Ultrasound RTLS

Why ultrasound

The most accurate positioning systems are using trilateration:

GPS
UWB
Marvelmind Indoor “GPS”

Trilateration (or multilateration) requires precise knowledge of distances to multiple reference points: stationary beacons in ultrasound, anchors in UWB, satellites in GPS.

Measuring distance relies on two things:

Exact knowledge of propagation speed (speed of light/radio, speed of ultrasound)
Precise measurement of time

Therefore, with other things (measurement of time, for example) equal, the slower the propagation speed the more precise distance measurement can be.

Ultrasound propagates ~1,000,000 times slower than the electromagnetic waves. Thus, it is, theoretically, 1,000,000 easier to achieve the higher accuracy with ultrasound based RTLS than with UWB based RTLS. Or you can put it differently: ultrasound RTLS can be 1,000,000 more accurate than UWB systems (in theory).

Of course, there are many other factors affecting the accuracy, for example, uncertainty of ionosphere propagation delay for the GPS signal or uncertainty due to size of ultrasound transducers where exactly the ultrasound was emitted or where exactly was the UWB signal transmitted, because UWB antennas are not infinitely small either. Those factors prevail in the basic 1,000,000 ultrasound vs. UWB comparison. As results ultrasound RTLS is not 1,000,000 more accurate than UWB RTLS. However, the fundamentals are there and ultrasound systems are easily 10 times more accurate than UWB in typical industrial applications. See examples:

Other examples of how accurate ultrasound RTLS actually is:

Tracking different corners of iPhone with Marvelmind Indoor “GPS”
Test statistics of ultrasound-based indoor positioning system (Excel with raw data included)

Why trilateration but not triangulation

Triangulation based systems (angular laser systems, optical systems) become less accurate with the distance.

Trilateration-based system are not becoming less accurate. Yes, the results can be noisier, confidence of measurements lower, etc., but they provide the same theoretical accuracy, because the uncertainty of measurement doesn’t directly depend on the distance. Accuracy is a very complex term and we won’t go into definitions here, but, as a practical example, the spot of location for 3m distance and for 20m is effectively the same for the trilateration system, whereas for triangulation system it will clearly decreases with 20/3 ratio.

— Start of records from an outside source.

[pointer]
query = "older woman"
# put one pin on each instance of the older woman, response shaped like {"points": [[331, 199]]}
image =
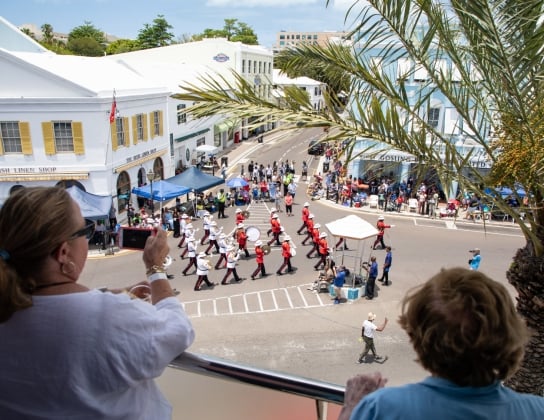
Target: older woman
{"points": [[68, 351]]}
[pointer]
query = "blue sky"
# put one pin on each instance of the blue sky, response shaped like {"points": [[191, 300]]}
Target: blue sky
{"points": [[124, 18]]}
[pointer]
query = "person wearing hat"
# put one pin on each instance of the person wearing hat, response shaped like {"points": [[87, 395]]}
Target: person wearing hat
{"points": [[183, 229], [323, 251], [232, 257], [213, 238], [202, 268], [241, 239], [367, 334], [474, 262], [239, 216], [309, 229], [221, 200], [191, 249], [315, 240], [276, 230], [286, 254], [305, 214], [259, 257], [206, 220], [372, 271], [273, 211], [222, 242], [381, 226]]}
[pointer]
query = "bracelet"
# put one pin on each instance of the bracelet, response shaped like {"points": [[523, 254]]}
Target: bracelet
{"points": [[155, 269], [156, 276]]}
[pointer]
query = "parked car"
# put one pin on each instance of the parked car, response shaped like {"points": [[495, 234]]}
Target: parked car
{"points": [[316, 148]]}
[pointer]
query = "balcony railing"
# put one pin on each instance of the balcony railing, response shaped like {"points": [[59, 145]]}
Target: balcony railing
{"points": [[213, 388]]}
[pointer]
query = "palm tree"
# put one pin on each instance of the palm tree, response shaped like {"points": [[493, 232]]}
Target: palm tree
{"points": [[494, 84]]}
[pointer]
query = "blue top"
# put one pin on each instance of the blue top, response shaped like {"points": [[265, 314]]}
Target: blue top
{"points": [[373, 272], [340, 279], [436, 398], [388, 261], [475, 263]]}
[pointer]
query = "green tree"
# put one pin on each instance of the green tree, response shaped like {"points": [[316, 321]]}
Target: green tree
{"points": [[156, 35], [86, 40], [233, 30], [495, 85], [123, 45]]}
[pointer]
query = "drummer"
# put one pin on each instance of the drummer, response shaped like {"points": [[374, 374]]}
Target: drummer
{"points": [[259, 252], [241, 238]]}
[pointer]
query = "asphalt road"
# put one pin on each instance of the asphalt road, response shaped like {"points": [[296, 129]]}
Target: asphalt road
{"points": [[276, 323]]}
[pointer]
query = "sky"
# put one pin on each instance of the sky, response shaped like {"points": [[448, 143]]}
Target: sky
{"points": [[125, 18]]}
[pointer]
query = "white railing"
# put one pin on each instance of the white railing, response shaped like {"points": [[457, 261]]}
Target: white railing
{"points": [[213, 388]]}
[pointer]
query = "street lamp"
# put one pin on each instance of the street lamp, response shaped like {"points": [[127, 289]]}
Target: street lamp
{"points": [[151, 177]]}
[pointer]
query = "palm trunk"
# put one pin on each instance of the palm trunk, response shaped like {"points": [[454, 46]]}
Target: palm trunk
{"points": [[526, 274]]}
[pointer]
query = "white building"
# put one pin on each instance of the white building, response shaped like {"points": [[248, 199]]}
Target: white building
{"points": [[314, 88], [55, 121]]}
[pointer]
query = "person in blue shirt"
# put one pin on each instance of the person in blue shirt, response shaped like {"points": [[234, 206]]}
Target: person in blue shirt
{"points": [[474, 262], [467, 333], [372, 271], [339, 281]]}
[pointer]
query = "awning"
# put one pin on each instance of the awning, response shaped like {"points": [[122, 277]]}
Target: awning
{"points": [[55, 176], [225, 125], [139, 161]]}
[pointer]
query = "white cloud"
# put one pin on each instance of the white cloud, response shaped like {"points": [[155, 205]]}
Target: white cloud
{"points": [[261, 3]]}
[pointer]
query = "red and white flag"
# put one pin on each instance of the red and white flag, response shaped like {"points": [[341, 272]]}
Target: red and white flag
{"points": [[113, 109]]}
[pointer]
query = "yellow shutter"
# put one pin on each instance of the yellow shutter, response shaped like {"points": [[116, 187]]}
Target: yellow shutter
{"points": [[134, 129], [26, 141], [48, 138], [160, 124], [144, 122], [77, 133], [126, 131], [113, 133]]}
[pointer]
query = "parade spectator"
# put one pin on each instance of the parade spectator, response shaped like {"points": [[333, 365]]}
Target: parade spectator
{"points": [[467, 333], [68, 351]]}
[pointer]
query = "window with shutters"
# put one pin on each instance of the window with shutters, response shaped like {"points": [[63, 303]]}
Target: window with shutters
{"points": [[11, 137], [64, 138], [182, 115], [120, 130], [140, 136]]}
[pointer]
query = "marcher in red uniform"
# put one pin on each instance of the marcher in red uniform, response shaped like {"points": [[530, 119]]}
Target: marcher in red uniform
{"points": [[323, 251], [286, 254], [273, 211], [381, 226], [259, 253], [241, 239], [315, 240], [309, 229], [305, 214], [276, 230]]}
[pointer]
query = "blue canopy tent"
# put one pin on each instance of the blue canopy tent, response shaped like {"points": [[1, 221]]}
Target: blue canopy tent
{"points": [[162, 191], [196, 180], [92, 206]]}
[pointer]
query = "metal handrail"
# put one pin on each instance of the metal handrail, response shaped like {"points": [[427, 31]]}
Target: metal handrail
{"points": [[319, 391]]}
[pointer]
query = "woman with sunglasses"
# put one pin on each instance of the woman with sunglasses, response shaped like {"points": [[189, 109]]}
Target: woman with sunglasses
{"points": [[68, 351]]}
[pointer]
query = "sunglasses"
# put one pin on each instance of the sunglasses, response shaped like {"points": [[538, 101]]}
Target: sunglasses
{"points": [[87, 231]]}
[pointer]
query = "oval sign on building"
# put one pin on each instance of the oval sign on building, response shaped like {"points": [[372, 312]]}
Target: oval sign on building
{"points": [[221, 58]]}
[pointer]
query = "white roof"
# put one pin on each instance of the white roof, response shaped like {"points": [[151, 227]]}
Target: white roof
{"points": [[280, 78]]}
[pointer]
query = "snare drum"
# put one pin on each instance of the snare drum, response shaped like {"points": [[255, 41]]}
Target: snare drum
{"points": [[253, 233]]}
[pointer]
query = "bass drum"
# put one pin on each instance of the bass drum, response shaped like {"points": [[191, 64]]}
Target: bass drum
{"points": [[253, 233]]}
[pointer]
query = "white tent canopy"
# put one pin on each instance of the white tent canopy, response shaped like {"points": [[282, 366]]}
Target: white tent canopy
{"points": [[208, 149], [352, 227]]}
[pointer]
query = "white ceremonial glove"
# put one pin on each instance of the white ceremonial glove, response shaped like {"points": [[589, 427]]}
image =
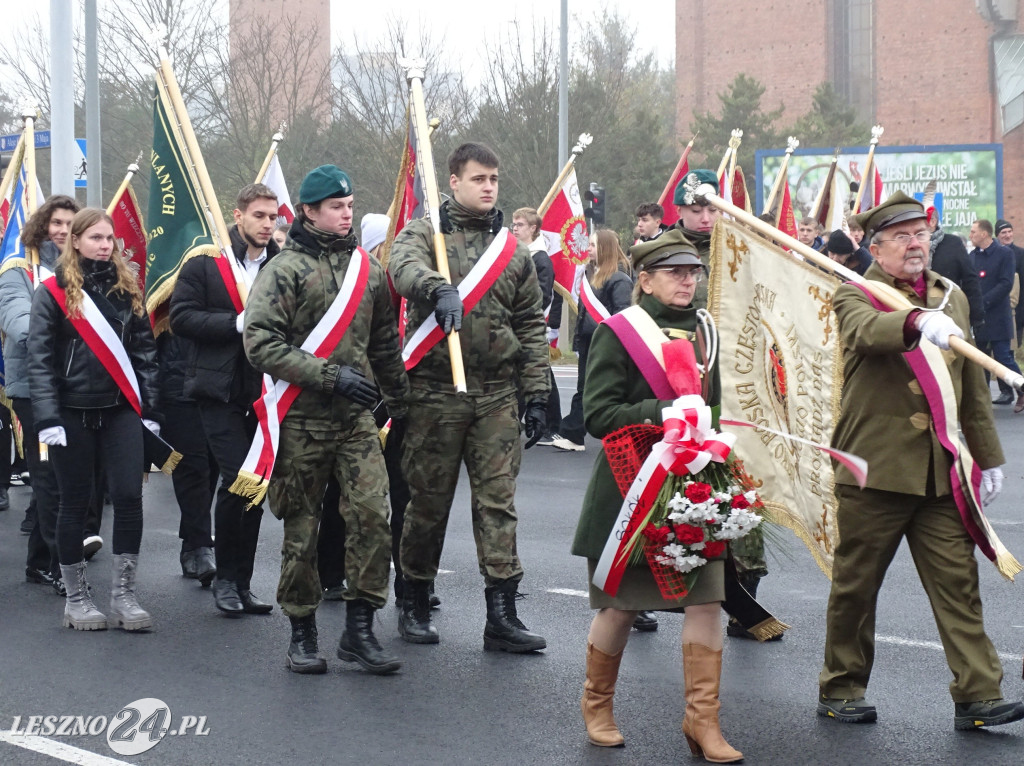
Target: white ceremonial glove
{"points": [[991, 484], [937, 328], [53, 436]]}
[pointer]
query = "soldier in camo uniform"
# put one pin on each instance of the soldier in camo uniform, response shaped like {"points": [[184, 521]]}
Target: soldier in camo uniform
{"points": [[503, 337], [329, 429]]}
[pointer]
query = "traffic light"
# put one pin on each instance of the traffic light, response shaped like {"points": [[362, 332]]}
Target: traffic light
{"points": [[595, 196]]}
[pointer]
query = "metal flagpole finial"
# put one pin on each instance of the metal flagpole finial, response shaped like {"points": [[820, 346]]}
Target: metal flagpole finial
{"points": [[583, 141], [414, 68]]}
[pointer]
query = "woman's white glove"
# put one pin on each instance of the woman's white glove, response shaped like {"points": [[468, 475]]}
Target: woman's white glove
{"points": [[53, 436], [937, 328], [991, 484]]}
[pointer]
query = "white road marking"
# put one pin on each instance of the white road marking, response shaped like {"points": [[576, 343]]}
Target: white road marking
{"points": [[59, 751], [931, 645], [568, 592]]}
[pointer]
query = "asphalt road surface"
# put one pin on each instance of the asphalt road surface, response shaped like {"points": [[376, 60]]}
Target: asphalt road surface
{"points": [[457, 704]]}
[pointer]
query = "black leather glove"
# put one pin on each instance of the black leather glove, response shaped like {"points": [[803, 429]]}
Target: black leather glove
{"points": [[353, 385], [448, 308], [537, 421]]}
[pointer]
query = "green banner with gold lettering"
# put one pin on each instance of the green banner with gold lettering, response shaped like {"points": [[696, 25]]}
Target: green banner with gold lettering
{"points": [[178, 226]]}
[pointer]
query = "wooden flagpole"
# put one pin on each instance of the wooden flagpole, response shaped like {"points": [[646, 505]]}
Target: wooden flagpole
{"points": [[132, 169], [669, 186], [274, 140], [892, 299], [877, 132], [791, 145], [424, 156], [583, 141], [168, 86]]}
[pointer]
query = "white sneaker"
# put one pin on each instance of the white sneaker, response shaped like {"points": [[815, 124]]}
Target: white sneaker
{"points": [[561, 442]]}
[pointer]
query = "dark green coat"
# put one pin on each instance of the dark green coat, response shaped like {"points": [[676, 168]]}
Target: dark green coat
{"points": [[617, 395], [885, 417], [504, 336], [291, 294]]}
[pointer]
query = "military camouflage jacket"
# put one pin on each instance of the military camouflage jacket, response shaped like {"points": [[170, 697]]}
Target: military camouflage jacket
{"points": [[503, 336], [291, 294]]}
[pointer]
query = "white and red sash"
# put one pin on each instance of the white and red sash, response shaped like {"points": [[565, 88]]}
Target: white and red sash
{"points": [[930, 369], [689, 443], [479, 280], [102, 341], [278, 395], [591, 302]]}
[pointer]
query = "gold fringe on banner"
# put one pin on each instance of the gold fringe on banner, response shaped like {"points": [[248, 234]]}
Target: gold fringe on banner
{"points": [[250, 486]]}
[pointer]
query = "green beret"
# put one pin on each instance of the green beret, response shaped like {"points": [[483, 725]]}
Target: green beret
{"points": [[325, 182], [671, 249], [690, 186], [896, 209]]}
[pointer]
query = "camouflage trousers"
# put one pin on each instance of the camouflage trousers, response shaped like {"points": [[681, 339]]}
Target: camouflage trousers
{"points": [[749, 553], [442, 432], [305, 460]]}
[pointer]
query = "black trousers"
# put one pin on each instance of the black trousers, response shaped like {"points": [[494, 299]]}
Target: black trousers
{"points": [[572, 426], [116, 435], [42, 539], [195, 478], [229, 428]]}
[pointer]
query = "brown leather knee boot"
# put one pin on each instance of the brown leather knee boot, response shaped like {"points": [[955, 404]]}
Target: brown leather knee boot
{"points": [[598, 690]]}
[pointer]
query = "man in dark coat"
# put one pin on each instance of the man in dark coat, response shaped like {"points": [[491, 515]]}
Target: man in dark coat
{"points": [[224, 384], [950, 259], [996, 267]]}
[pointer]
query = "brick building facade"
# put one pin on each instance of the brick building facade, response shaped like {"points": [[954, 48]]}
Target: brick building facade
{"points": [[928, 71]]}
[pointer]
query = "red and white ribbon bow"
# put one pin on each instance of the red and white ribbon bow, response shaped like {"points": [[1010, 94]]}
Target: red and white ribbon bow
{"points": [[692, 443]]}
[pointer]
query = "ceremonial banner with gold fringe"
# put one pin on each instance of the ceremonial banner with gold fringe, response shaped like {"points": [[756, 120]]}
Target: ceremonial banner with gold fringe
{"points": [[780, 365]]}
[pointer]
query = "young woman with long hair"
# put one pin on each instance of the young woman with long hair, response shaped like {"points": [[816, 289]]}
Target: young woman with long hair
{"points": [[93, 304]]}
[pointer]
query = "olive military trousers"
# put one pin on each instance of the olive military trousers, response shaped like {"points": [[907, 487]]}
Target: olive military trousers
{"points": [[305, 459], [443, 432], [871, 523]]}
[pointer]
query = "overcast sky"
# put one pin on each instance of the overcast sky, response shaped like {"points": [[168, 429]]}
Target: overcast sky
{"points": [[460, 19]]}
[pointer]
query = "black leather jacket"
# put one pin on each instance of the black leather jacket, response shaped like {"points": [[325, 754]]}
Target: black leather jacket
{"points": [[202, 311], [64, 373]]}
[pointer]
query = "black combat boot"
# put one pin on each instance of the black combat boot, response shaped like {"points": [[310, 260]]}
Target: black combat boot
{"points": [[302, 652], [504, 631], [414, 620], [358, 644]]}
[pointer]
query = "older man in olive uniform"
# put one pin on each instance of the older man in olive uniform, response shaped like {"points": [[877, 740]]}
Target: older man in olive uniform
{"points": [[329, 429], [503, 339], [909, 492]]}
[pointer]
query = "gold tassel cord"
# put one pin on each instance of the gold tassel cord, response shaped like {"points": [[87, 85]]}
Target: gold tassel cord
{"points": [[250, 486], [171, 463]]}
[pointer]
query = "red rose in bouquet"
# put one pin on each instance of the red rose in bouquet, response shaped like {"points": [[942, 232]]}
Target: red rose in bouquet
{"points": [[697, 493], [688, 535], [714, 548]]}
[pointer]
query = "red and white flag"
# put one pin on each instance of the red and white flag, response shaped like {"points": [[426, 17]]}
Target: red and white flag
{"points": [[274, 178], [564, 231], [130, 231]]}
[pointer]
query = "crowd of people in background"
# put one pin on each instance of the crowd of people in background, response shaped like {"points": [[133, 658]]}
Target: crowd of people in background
{"points": [[368, 418]]}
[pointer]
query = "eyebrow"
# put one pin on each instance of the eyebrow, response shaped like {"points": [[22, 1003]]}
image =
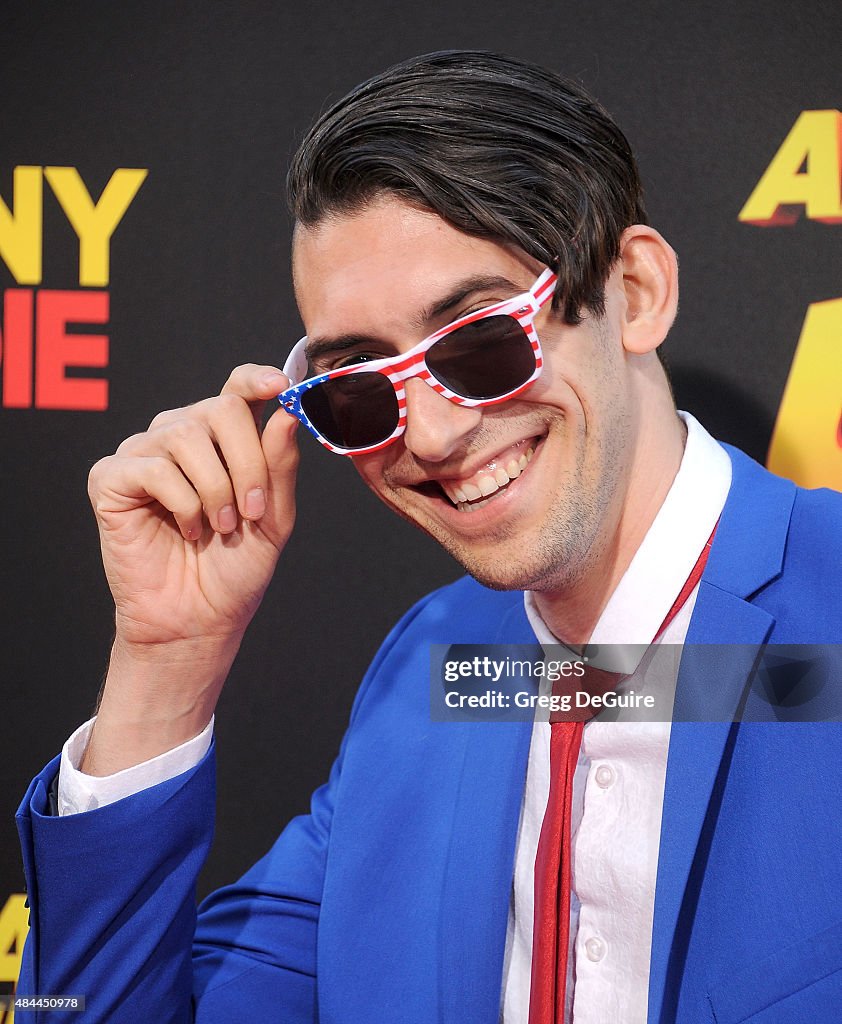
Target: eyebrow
{"points": [[479, 283]]}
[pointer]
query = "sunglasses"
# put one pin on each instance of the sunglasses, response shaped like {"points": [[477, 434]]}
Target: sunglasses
{"points": [[489, 355]]}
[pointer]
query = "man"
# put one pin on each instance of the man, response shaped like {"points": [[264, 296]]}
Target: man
{"points": [[476, 222]]}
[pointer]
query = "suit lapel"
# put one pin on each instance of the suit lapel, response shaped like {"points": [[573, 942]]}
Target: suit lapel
{"points": [[747, 553], [480, 859]]}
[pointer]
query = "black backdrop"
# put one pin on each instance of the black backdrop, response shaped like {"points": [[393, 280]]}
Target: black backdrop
{"points": [[211, 98]]}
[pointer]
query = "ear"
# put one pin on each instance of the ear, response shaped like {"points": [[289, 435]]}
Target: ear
{"points": [[649, 271]]}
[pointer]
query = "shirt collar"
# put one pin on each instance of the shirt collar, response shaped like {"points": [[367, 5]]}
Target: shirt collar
{"points": [[669, 551]]}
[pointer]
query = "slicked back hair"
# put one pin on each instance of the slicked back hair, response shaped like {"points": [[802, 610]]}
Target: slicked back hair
{"points": [[498, 147]]}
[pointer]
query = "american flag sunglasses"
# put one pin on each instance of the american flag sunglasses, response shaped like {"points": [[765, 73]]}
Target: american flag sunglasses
{"points": [[489, 355]]}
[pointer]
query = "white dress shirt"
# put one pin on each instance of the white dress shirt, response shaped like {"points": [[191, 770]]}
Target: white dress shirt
{"points": [[619, 782], [618, 785]]}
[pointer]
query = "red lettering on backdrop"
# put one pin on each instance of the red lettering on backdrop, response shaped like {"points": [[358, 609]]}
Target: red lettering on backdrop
{"points": [[45, 335], [57, 350], [15, 347]]}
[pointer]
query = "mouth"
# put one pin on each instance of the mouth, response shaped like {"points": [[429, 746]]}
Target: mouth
{"points": [[490, 481]]}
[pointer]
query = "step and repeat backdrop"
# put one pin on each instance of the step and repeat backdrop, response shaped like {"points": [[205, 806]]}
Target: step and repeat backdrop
{"points": [[143, 253]]}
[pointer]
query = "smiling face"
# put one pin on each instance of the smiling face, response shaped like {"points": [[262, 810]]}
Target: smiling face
{"points": [[527, 494]]}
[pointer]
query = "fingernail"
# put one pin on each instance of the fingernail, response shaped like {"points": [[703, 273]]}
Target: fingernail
{"points": [[227, 518], [255, 503]]}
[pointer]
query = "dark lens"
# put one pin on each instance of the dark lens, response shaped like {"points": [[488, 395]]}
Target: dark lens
{"points": [[483, 359], [352, 412]]}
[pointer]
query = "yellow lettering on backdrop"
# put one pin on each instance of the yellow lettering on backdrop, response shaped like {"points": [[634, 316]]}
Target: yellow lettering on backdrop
{"points": [[94, 223], [806, 444], [814, 142], [13, 928], [20, 227]]}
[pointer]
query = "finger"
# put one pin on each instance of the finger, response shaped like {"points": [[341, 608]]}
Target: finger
{"points": [[122, 484], [182, 434], [190, 445], [257, 384], [235, 432], [281, 454]]}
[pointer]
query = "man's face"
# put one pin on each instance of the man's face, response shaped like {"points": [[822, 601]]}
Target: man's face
{"points": [[544, 473]]}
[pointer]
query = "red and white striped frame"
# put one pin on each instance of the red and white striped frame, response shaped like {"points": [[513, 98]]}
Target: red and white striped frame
{"points": [[400, 369]]}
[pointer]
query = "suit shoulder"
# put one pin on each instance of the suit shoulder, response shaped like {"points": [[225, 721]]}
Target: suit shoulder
{"points": [[461, 605]]}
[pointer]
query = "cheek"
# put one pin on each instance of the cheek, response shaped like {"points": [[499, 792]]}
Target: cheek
{"points": [[372, 469]]}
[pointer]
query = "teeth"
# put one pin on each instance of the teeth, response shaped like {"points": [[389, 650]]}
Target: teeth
{"points": [[468, 497]]}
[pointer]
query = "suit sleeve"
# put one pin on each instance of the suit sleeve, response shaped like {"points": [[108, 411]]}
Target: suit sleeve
{"points": [[113, 912], [113, 904]]}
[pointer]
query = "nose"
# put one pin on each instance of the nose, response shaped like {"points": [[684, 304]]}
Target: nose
{"points": [[436, 427]]}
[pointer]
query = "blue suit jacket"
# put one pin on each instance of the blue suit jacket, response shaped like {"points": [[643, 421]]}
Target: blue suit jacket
{"points": [[388, 902]]}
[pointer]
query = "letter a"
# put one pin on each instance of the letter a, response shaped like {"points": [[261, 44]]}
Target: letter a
{"points": [[814, 143]]}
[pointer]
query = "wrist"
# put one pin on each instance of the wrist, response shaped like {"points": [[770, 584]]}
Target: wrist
{"points": [[156, 697]]}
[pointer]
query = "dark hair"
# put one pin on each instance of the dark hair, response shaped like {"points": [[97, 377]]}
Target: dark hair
{"points": [[498, 147]]}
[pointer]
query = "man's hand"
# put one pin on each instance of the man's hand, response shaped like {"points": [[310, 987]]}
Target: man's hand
{"points": [[193, 515]]}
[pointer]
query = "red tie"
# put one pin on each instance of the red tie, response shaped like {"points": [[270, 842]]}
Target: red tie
{"points": [[552, 862]]}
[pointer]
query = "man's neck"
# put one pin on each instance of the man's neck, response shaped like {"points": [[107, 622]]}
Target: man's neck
{"points": [[573, 611]]}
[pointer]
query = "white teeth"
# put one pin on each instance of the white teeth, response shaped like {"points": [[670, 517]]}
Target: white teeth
{"points": [[468, 497]]}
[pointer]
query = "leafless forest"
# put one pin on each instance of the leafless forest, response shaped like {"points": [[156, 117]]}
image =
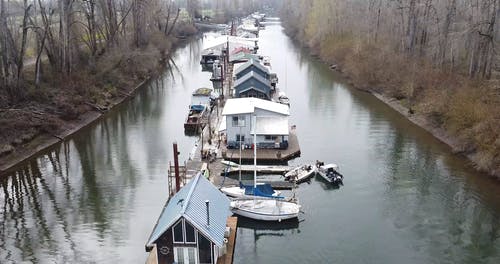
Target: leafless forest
{"points": [[439, 58], [60, 59]]}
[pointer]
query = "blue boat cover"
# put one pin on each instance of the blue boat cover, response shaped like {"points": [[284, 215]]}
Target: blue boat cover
{"points": [[264, 190], [197, 107]]}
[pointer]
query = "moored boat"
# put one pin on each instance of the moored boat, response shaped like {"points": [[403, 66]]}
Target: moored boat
{"points": [[265, 209], [301, 173], [262, 208], [241, 191], [330, 172]]}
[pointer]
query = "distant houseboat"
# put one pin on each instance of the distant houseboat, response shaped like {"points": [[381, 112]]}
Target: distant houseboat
{"points": [[202, 102], [272, 123]]}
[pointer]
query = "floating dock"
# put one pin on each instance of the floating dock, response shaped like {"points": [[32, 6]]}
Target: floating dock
{"points": [[261, 169]]}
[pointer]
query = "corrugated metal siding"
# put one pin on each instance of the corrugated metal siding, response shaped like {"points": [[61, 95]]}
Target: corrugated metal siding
{"points": [[189, 202], [196, 210]]}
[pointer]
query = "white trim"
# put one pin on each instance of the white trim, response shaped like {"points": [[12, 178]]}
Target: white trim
{"points": [[195, 234], [182, 230], [185, 254]]}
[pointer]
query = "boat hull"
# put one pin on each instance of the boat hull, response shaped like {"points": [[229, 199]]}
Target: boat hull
{"points": [[265, 210], [335, 179], [238, 192], [301, 174]]}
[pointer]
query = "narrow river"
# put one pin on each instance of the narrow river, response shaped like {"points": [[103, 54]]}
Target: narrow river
{"points": [[406, 198]]}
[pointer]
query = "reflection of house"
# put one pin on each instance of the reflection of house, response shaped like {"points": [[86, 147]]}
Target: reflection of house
{"points": [[271, 118], [252, 85], [191, 226]]}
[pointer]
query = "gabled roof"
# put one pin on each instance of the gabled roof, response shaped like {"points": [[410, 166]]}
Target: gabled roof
{"points": [[247, 105], [267, 125], [249, 63], [189, 203], [251, 75]]}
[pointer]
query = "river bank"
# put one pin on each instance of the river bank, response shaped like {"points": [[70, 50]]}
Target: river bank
{"points": [[461, 112], [460, 144], [34, 127]]}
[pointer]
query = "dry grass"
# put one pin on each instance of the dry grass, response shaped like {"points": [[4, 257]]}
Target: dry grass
{"points": [[58, 99], [467, 109]]}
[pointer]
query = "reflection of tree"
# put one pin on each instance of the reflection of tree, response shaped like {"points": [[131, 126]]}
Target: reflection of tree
{"points": [[441, 210], [251, 230]]}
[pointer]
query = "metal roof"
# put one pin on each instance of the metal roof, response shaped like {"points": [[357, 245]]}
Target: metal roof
{"points": [[189, 203], [247, 105], [249, 63], [272, 125], [252, 75]]}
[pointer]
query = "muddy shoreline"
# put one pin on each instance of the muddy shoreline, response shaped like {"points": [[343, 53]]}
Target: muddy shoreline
{"points": [[44, 142], [419, 120]]}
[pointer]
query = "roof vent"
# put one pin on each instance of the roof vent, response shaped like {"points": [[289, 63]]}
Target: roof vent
{"points": [[207, 203]]}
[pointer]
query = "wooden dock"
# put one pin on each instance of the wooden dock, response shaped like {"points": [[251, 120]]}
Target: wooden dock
{"points": [[232, 222]]}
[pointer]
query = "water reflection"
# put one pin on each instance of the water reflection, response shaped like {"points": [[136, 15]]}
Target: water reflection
{"points": [[96, 196], [406, 199]]}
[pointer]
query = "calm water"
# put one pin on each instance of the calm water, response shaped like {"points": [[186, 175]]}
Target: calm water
{"points": [[406, 199]]}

Thus, trilateration systems are inherently more accurate than triangulation based systems.

Of course, there are practical, engineering, and commercial factors. And very often they prevail. Thus, theoretically more accurate systems may lose to practically more implementable systems, etc. But it is not the case for this example. Trilateration based systems are indeed more accurate for industrial systems than triangulation systems for the majority of applications because of theoretical and practical aspects.